Última atualização em 30 de agosto de 2022 às 19h32.
O Assaí, que fatura R$ 60 bilhões anualmente e tem mais de 220 lojas no Brasil, estuda abrir uma seção especial no relatório do terceiro trimestre deste ano para explicar os custos pré-operacionais de abertura de lojas, segundo Belmiro Gomes, CEO da companhia. A declaração foi feita em um evento à imprensa nesta terça-feira (30), no qual executivos apresentaram o novo modelo desses estabelecimentos, com foco em mais serviços aos consumidores. O local escolhido foi a loja da Anhanguera, em São Paulo, ponto de venda que pertencia ao Extra — incluído no ‘pacote’ de 71 lojas adquiridas da rede de hipermercados por R$ 5,2 bilhões em outubro do ano passado. O plano é que as inaugurações contribuam para o guidance da companhia, de chegar a R$ 100 bilhões de faturamento em 2024.

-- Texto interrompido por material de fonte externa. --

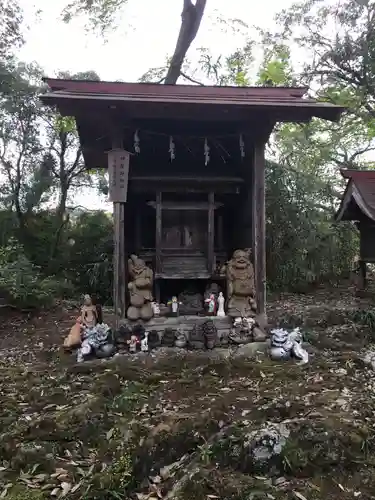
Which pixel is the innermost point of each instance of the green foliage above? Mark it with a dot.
(21, 281)
(276, 68)
(304, 246)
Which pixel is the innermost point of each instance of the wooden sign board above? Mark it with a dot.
(118, 171)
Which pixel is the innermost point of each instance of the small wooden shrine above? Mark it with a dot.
(187, 172)
(358, 205)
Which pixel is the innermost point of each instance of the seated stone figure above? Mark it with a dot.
(240, 285)
(191, 302)
(140, 289)
(91, 315)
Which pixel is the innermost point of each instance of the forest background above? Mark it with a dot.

A intenção de apresentar os dados separadamente não vem sem razão. O Assaí tem a meta de inaugurar 40 das lojas adquiridas (ou seja, 60%) até o fim deste ano, o que traz um peso relevante ao balanço quando o assunto é despesa. Hoje, a companhia tem oito mil funcionários contratados para estabelecimentos que ainda não entraram em operação. É um número que representa mais do que o tamanho da companhia inteira em 2011 — e aproximadamente 13% do quadro total de funcionários do Assaí atualmente. Esse gasto com pessoal, somado às reformas, traz custos pré-operacionais 2,5 vezes maiores em relação ao mesmo período do ano passado, por uma razão simples: em 2021, nesse período, eram cinco lojas em fase de construção e, hoje, são 30 só do Extra. Ao todo, a empresa tem 53 obras em andamento.
Olhando principalmente para o efeito das lojas convertidas, o segundo semestre deste ano é o período mais pesado em investimentos. Entre as demais, 21 estão planejadas para começarem a operar a partir do ano que vem e as remanescentes ainda aguardam negociações com proprietários ou licenças fornecidas por órgãos públicos. Questionado a respeito da probabilidade de essas lojas não virem pro portfólio do Assaí, Gomes explica que é baixíssima. O projeto das lojas do Extra, de modo geral, deve durar até o primeiro trimestre do ano que vem.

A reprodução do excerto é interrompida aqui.